Qu’est ce qui me fait penser à toi à cette heure tardive ? Evidemment cette musique que je voulais que tu l’écoutes, une merveilleuse guitare survolant une touche de piano et marié à un très léger souffle de quelques violons, une douce recette et des notes sublimes qui transpercent le cœur et l’esprit et qui vont avec ton visage toujours pensif et fastidieusement gêné par je ne sais quelle tristesse si profonde qu’elle caractérise toujours ta voix chaque fois que je te demande de tes nouvelles. Au téléphone, tu es toujours abattue et opprimée et ta voix toujours exténuée et quand je te vois, tu es toujours la même, même le petit sourire qui se dépose sur tes lèvres cachent un neurasthénie profonde.
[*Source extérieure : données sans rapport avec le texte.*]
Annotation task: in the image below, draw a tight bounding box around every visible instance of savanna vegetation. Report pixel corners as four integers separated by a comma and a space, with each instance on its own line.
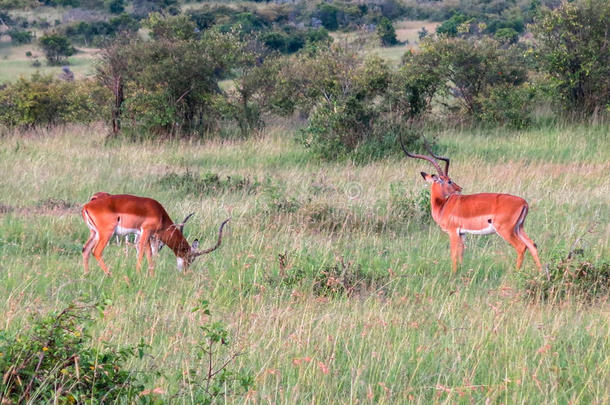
0, 0, 610, 404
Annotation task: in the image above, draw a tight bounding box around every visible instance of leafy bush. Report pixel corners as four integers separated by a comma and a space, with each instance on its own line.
0, 74, 107, 127
377, 17, 398, 46
531, 0, 610, 114
64, 13, 140, 45
98, 19, 238, 138
521, 249, 610, 302
415, 38, 527, 118
0, 304, 146, 404
275, 48, 418, 161
6, 28, 32, 44
313, 257, 388, 297
477, 84, 534, 129
178, 300, 254, 404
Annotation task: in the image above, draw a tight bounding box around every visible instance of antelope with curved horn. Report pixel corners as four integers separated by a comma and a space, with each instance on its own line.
400, 138, 542, 273
82, 193, 229, 275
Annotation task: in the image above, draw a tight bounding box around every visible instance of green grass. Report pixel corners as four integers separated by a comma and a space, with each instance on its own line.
0, 125, 610, 404
0, 43, 97, 84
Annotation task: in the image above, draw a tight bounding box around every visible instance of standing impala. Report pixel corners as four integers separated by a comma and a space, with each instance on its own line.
82, 193, 229, 275
400, 138, 542, 273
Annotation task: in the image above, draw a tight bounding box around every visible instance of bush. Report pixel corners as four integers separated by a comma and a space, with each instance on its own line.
415, 38, 527, 118
531, 0, 610, 114
477, 84, 534, 129
521, 249, 610, 303
313, 257, 388, 297
177, 300, 254, 404
6, 29, 33, 44
0, 304, 146, 404
0, 73, 108, 127
98, 23, 243, 139
377, 17, 398, 46
274, 48, 422, 161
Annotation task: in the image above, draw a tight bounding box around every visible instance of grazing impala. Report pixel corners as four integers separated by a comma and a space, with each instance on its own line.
400, 139, 542, 273
82, 193, 229, 275
89, 191, 195, 256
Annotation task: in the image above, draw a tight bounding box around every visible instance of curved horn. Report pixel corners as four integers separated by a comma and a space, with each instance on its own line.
193, 218, 231, 257
176, 212, 195, 232
398, 130, 443, 176
424, 141, 449, 177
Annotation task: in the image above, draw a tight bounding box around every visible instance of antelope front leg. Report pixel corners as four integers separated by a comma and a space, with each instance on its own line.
449, 231, 464, 274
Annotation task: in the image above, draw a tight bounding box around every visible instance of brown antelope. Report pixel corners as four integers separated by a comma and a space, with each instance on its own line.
89, 191, 195, 252
82, 193, 229, 275
400, 139, 542, 273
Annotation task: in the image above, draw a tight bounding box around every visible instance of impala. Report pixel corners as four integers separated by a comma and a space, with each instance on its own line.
400, 139, 542, 273
89, 191, 195, 256
82, 193, 229, 275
Mais pourquoi cet air confiné qui atténue ta jeunesse ? J’aurais voulu que ma présence repousse cette tristesse qui séjourne inlassablement sur ta vue, mais tu avais toujours l’air de regretter même les moments les plus intimes. Et j’aperçois toujours ce combat acharné au fond de toi, tu voulais, certes, croire à des choses qui te fascinent, mais tu demeures impuissante à l’égard des milles autres choses qui t’accablent et te prive même du droit aux belles pensées.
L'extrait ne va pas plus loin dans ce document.